From LOVE to Lessons: Acquisitions in Academic Art Museums

ID: WMA2026_569

Track: Collections

This panel examines the acquisition process for academic art museums with complex relationships to external. Representatives from both collections and curatorial departments will share strategies that succeeded - or failed - in managing complicated accessions while navigating institutional protocols and external relationships. From the Utah Museum of Fine Arts, the acquisition of LOVE (Red Outside Blue Inside) will be used as a case study, alongside the Jordan Schnitzer Museum of Art’s case study that examines donor/external relations.

Session Information

Format: Regular session/panel (roundtable, single speaker, etc.)

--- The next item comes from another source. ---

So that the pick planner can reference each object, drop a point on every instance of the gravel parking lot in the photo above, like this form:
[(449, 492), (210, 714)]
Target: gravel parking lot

Uniqueness: This session focuses specifically on academic art museums, emphasizing cross-departmental collaboration and acknowledging external complexities while providing candid lessons that might benefit other art museums.

Objectives:

  1. Cross-departmental collaboration Panelists will share strategies for working effectively across museum departments and with external partners, such as university administration, donors…. , highlighting approaches for coordination, information sharing, and achieving shared acquisition goals.
  2. Balancing museum and stakeholder priorities Attendees will explore strategies for navigating stakeholders whose interests in acquisitions may conflict with museum policies, staff capacity, or established workflows, learning how to align institutional goals while maintaining professional standards.
  3. Resource sharing and transparency By candidly presenting real-world case studies, the panel provides practical guidance for colleagues facing similar acquisition challenges, encouraging transparency, knowledge-sharing, and collaborative problem-solving across institutions.

Engagement: In this conversation, people will be encouraged to ask questions throughout the panelists’ discussion. The moderator will take several moments throughout to take questions and then facilitate the continuation of the main conversation.

Relationship to Theme:

Audience

Audiences: Curators/Scientists/Historians Registrars, Collections Managers 

Professional Level: All levels 

Scalability: The strategies and lessons shared in this panel are broadly scalable across museums of all sizes and types. While the case studies focus on academic museums operating within university systems, the challenges (cross-departmental collaboration, balancing institutional priorities, managing complex acquisition workflows, and fostering transparency) are relevant to any organization navigating layered governance or multiple stakeholders. Attendees from small, mid-sized, or large museums can adapt these approaches to their own institutional contexts, whether working with internal teams, external partners, or broader administrative structures. By highlighting practical solutions and real-world successes and challenges, the session equips participants with transferable strategies to improve acquisition processes, enhance collaboration, and strengthen stewardship, regardless of institutional scale.

Participants

Ansleigh Herrera (Submitter)
Registrar
Utah Museum of Fine Arts

Salt Lake City, Utah

Ansleigh Herrera is not presenting.

Stacey Kelly (Moderator)
Director of Collections, Conservator
Utah Museum of Fine Arts

Salt Lake City, Utah
stacey.kelly@umfa.utah.edu

Stacey Kelly is not presenting.
(confirmed)

Ansleigh Herrera (Panelist)
Registrar
Utah Museum of Fine Arts

Salt Lake City, Utah
ansleigh.herrera@umfa.utah.edu

(confirmed)

Emily Lawhead (Panelist)
Associate Curator of Modern and Contemporary Art
Utah Museum of Fine Arts

Salt Lake City, Utah
Emily.lawhead@umfa.utah.edu

(confirmed)

JSMA TBD (Panelist)
Curator
Jordan Schnitzer Museum of Art

Eugene, Oregon
tbd

(confirmed)

JSMA TBD (Panelist)
Registrar
Jordan Schnitzer Museum of Art

Eugene, Oregon
tbd

(confirmed)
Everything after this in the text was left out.